For more (and more up-to-date) information about me, see my personal homepage 

I am a philosopher at the University of Oslo. I have a BA in Philosophy, Politics and Economics, from Oxford. I have PhD in Philosophy from UC Berkeley. 

Before moving to Oslo in 2015, I held an Arche Chair at the University of St Andrews for 8 years, and was director of Arche Philosophical Research Centre for 4 years. I still have a part-time position (as Professor of Philosophy) at St Andrews. Before St Andrews I worked at Oxford University and was a fellow of Somerville College.

From 2007 to 2017 Deirdre Wilson and I directed the Linguistic Agency component of  CSMN at the University of Oslo. I am a Co-Director of ConceptLab. I am the PI of the 5-year Toppforsk project on Conceptual Engineering

I am the Editor-in-Chief of the journal Inquiry.

Since 2008 I am a fellow of the Norwegian Academy of Science and Letters

For discussion of my work and related literature see my  Google scholar page.  Here is (brutt lenke)  an interview in 3am:Magazine where I discuss some of my work. Here is an interview where I discuss my book Philosophy without Intuitions and here is a link to a video recording of a debate between Paul Boghossian and me. 
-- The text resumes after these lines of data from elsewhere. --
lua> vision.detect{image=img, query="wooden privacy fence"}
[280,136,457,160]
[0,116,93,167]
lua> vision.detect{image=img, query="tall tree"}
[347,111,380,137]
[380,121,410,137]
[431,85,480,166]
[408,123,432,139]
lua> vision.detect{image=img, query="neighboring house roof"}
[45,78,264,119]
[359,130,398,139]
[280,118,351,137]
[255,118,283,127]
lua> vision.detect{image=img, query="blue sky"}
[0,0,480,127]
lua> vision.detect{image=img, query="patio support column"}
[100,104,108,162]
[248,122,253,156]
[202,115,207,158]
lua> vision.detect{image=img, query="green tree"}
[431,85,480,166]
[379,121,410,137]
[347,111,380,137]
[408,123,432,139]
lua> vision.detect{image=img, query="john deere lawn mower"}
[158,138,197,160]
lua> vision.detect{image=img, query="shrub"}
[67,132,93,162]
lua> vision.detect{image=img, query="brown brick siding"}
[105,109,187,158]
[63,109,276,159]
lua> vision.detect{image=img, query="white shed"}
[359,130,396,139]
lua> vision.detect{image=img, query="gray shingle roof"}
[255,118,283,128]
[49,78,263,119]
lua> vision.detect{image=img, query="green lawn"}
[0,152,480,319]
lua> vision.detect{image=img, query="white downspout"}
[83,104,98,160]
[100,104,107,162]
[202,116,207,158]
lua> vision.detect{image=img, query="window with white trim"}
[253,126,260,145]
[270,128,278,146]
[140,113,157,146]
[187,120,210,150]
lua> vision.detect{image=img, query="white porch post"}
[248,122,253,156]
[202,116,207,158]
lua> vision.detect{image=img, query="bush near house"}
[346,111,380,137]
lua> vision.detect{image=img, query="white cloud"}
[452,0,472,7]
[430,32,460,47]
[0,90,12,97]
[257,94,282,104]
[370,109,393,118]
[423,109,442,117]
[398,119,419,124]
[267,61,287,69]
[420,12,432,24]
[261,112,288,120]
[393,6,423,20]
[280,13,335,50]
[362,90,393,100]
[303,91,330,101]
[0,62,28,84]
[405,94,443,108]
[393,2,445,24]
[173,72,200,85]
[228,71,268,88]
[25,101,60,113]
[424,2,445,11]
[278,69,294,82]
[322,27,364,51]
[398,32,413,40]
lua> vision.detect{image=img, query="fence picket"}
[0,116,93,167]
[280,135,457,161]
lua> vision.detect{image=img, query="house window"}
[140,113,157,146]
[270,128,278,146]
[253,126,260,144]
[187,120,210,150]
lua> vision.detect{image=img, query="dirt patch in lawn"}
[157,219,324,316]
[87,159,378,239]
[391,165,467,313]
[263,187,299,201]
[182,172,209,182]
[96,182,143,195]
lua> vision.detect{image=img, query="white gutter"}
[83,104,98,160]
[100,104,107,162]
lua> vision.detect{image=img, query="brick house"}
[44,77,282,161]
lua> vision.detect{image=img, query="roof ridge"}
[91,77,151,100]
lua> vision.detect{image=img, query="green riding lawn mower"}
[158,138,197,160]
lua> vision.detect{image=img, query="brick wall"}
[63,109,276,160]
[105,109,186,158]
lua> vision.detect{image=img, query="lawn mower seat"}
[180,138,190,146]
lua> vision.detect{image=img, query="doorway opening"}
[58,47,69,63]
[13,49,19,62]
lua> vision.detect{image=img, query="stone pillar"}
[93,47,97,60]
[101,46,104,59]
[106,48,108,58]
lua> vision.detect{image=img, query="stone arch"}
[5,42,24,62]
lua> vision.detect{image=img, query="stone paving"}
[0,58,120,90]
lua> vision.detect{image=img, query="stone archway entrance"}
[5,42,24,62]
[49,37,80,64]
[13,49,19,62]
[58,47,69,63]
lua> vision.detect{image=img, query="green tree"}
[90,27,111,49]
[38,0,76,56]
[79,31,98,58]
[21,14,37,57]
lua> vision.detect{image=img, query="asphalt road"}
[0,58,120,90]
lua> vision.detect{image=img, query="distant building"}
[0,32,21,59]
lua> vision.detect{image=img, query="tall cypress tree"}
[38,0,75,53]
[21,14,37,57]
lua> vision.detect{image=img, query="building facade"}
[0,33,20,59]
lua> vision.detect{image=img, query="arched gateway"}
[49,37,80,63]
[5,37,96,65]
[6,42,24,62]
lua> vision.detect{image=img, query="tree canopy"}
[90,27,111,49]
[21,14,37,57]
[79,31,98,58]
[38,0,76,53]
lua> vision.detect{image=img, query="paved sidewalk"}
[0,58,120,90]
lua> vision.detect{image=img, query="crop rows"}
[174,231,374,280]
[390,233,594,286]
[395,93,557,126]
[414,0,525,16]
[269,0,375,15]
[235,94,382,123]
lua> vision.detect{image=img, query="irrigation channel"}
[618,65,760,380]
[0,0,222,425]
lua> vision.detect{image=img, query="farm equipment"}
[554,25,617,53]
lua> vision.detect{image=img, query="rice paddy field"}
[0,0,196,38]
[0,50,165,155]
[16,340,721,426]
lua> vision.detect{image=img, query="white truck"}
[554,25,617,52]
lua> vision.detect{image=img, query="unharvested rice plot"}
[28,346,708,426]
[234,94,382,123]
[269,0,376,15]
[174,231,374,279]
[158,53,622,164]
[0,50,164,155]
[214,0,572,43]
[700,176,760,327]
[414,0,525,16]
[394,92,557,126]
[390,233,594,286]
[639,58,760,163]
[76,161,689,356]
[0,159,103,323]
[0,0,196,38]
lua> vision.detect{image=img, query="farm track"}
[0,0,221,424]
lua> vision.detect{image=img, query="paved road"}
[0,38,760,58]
I work in all areas of systematic philosophy. My eight monographs provide a good overview of what I am interested in:

  • Insensitive Semantics (w. E. Lepore, Blackwell 2004) is about the ways in and extent to which meaning and interpretation is context sensitive. It is also about what contexts are and what it is to be in on. The book develops and defends two now influential theories: semantic minimalism and speech act pluralism.
  • Language Turned on Itself (w. E. Lepore, Oxford University Press 2007) is about meta-linguistic discourse and various form of quotation – how language can be used to talk about language.
  • My third book,  Relativism and Monadic Truth (w J. Hawthorne, Oxford University Press 2009) is an argument against relativism about truth and in favor of the view that truth is a monadic property.
  • My fourth book,  Philosophy without Intuitions (Oxford University Press 2012) is about the nature of philosophy and philosophical methodology. The book argues that contemporary meta-philsophers go wrong by assuming that appeals to intuitions play an important role in philosophy: it is not true that philosophers rely extensively (or even a little bit) on intuitions as evidence. At worst, analytic philosophers are guilty of engaging in somewhat irresponsible use of 'intuition'-vocabulary. While this irresponsibility has had little effect on first order philosophy, it has fundamentally misled meta-philosophers: it has encouraged meta-philosophical pseudo-problems and misleading pictures of what philosophy is.
  • My fifth book,  The Inessential Indexical (w. J. Dever, Oxford University Press 2014) is an exploration and defense of the view that perspectivality is a philosophically shallow aspect of the world. We argue that there are no such things as essential indexicality, irreducibly de se attitudes, or self-locating attitudes. Our goal is not to show that we need to rethink these phenomena, to explain them in different ways. Our goal is to show that the entire topic is an illusion—there's nothing there.
  • My sixth book, Context and Communication: Contemporary Introductions to Philosophy of Language (w. J. Dever, Oxford University Press, 2016) is the first of four introductions to philosophy of language, all co-authored with Josh Dever. We have set out to write a series of introductions to philosophy of language, each one covering an important topic, each one of which would be a way into the field as a whole. These books aim to provide systematic introductions to important questions, data, theories, and arguments.
  • My seventh book, Fixing Language: An Essay on Conceptual Engineering, was published by OUP early 2018. The book develops an account of how externalists should think of conceptual engineering, argues that all of philosophy involves conceptual engineering, and also shows that conceptual engineering is almost impossibly difficult.
  • My eight book, Puzzles of Reference is co-authored with J. Dever and is the second volume of our series Contemporary Introductions to Philosophy of Language. It is published by OUP in 2018.
  • I am also one of the editors of Oxford Handbook of Philosophical Methodology

Forthcoming work includes a volume on Conceptual Engineering and Conceptual Ethics (edited with Alexi Burgess and David Plunkett),  several articles on that topic, a book called Bad Language (co-authored with Josh Dever), and a book tentatively entitled The Nature, Value, and Methods of Philosophy. 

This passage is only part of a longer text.